The biological clock ramps up our metabolism early each day, initiating important physiological functions that tell our bodies that it’s time to rise and shine. Discovery of this new gene and the mechanism by which it starts the clock everyday may help explain the genetic underpinnings of sleeplessness, aging, and chronic illnesses such as cancer and diabetes.  Better still, it could eventually lead to new therapies for these illnesses.
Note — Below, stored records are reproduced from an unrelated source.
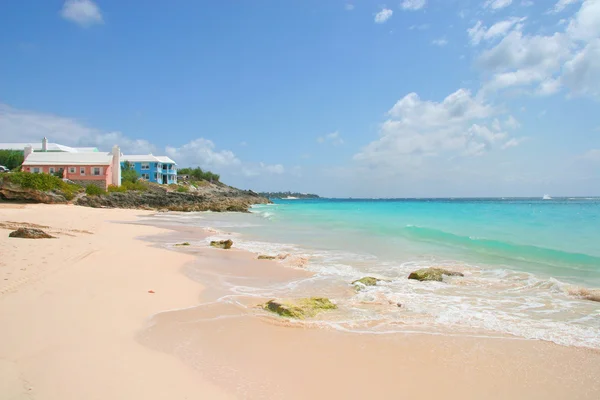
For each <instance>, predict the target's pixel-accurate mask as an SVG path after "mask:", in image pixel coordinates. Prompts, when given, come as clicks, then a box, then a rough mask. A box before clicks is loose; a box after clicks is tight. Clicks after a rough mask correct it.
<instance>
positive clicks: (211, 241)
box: [210, 239, 233, 250]
mask: <svg viewBox="0 0 600 400" xmlns="http://www.w3.org/2000/svg"><path fill="white" fill-rule="evenodd" d="M210 245H211V246H212V247H216V248H219V249H225V250H227V249H230V248H231V246H233V241H232V240H231V239H227V240H213V241H211V242H210Z"/></svg>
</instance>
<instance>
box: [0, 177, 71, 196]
mask: <svg viewBox="0 0 600 400" xmlns="http://www.w3.org/2000/svg"><path fill="white" fill-rule="evenodd" d="M3 179H6V180H7V181H9V182H12V183H14V184H16V185H19V186H21V187H23V188H27V189H34V190H39V191H41V192H57V193H61V194H63V195H64V196H65V198H66V199H67V200H72V199H73V198H74V197H75V194H76V193H78V192H80V191H81V190H82V187H81V186H79V185H74V184H71V183H67V182H64V181H63V180H62V179H60V178H57V177H56V176H54V175H49V174H32V173H29V172H13V173H10V174H3Z"/></svg>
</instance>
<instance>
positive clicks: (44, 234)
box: [8, 228, 55, 239]
mask: <svg viewBox="0 0 600 400" xmlns="http://www.w3.org/2000/svg"><path fill="white" fill-rule="evenodd" d="M8 236H9V237H14V238H21V239H54V238H55V237H54V236H52V235H49V234H47V233H46V232H44V231H43V230H41V229H35V228H19V229H17V230H16V231H14V232H11V233H10V234H9V235H8Z"/></svg>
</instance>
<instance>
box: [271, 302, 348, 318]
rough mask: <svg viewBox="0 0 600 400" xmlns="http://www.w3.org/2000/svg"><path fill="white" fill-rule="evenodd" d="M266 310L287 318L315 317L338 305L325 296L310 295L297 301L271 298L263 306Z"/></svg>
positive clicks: (330, 309)
mask: <svg viewBox="0 0 600 400" xmlns="http://www.w3.org/2000/svg"><path fill="white" fill-rule="evenodd" d="M262 307H263V308H264V309H265V310H267V311H271V312H274V313H276V314H279V315H281V316H282V317H287V318H296V319H304V318H310V317H314V316H315V315H317V314H318V313H320V312H322V311H326V310H334V309H336V308H337V306H336V305H335V304H334V303H332V302H331V300H329V299H328V298H325V297H310V298H305V299H298V300H295V301H289V302H288V301H280V300H270V301H268V302H266V303H265V304H263V306H262Z"/></svg>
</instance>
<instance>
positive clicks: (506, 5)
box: [483, 0, 512, 10]
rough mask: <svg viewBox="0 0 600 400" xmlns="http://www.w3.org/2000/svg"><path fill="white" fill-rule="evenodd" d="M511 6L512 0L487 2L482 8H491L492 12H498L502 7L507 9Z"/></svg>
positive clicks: (486, 2) (489, 0) (493, 0)
mask: <svg viewBox="0 0 600 400" xmlns="http://www.w3.org/2000/svg"><path fill="white" fill-rule="evenodd" d="M511 4H512V0H487V1H486V2H485V3H484V4H483V6H484V7H485V8H491V9H492V10H499V9H501V8H504V7H508V6H510V5H511Z"/></svg>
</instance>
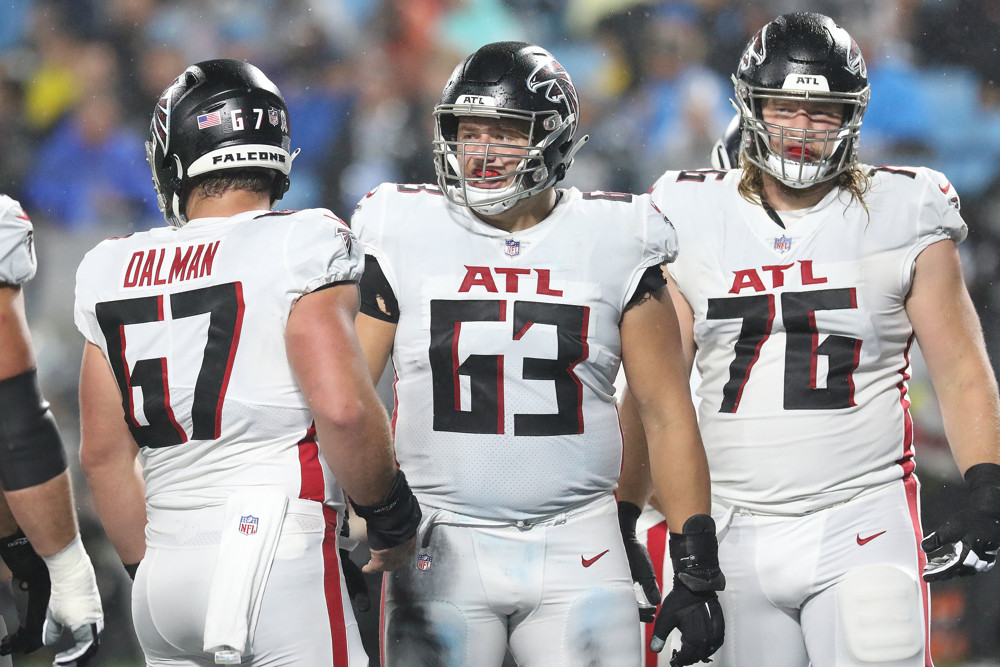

The body is essentially a collection of clocks,” says Satchidananda Panda, an associate professor in Salk’s Regulatory Biology Laboratory, who led the research along with Luciano DiTacchio, a post-doctoral research associate. “We roughly knew what mechanism told the clock to wind down at night, but we didn’t know what activated us again in the morning. Now that we’ve found it, we can explore more deeply how our biological clocks malfunction as we get older and develop chronic illness.”

In a report just published in Science, the Salk researchers and their collaborators at McGill University and Albert Einstein College of Medicine describe how the gene encodes a protein that serves as an activation switch in the biochemical circuit that maintains our circadian rhythm. The discovery fills in a missing link in the molecular mechanisms that control our daily wake-sleep cycle.

It turns out that the molecular bugle call for cells and organs to get back to work each morning is an enzyme known as JARID1a.

Now that scientists understand why we wake each day, they can explore the role of JARID1a in sleep disorders and chronic diseases, possibly using it as a target for new drugs.

SRxA’s Word on Health looks forward to these developments and to a good night’s sleep!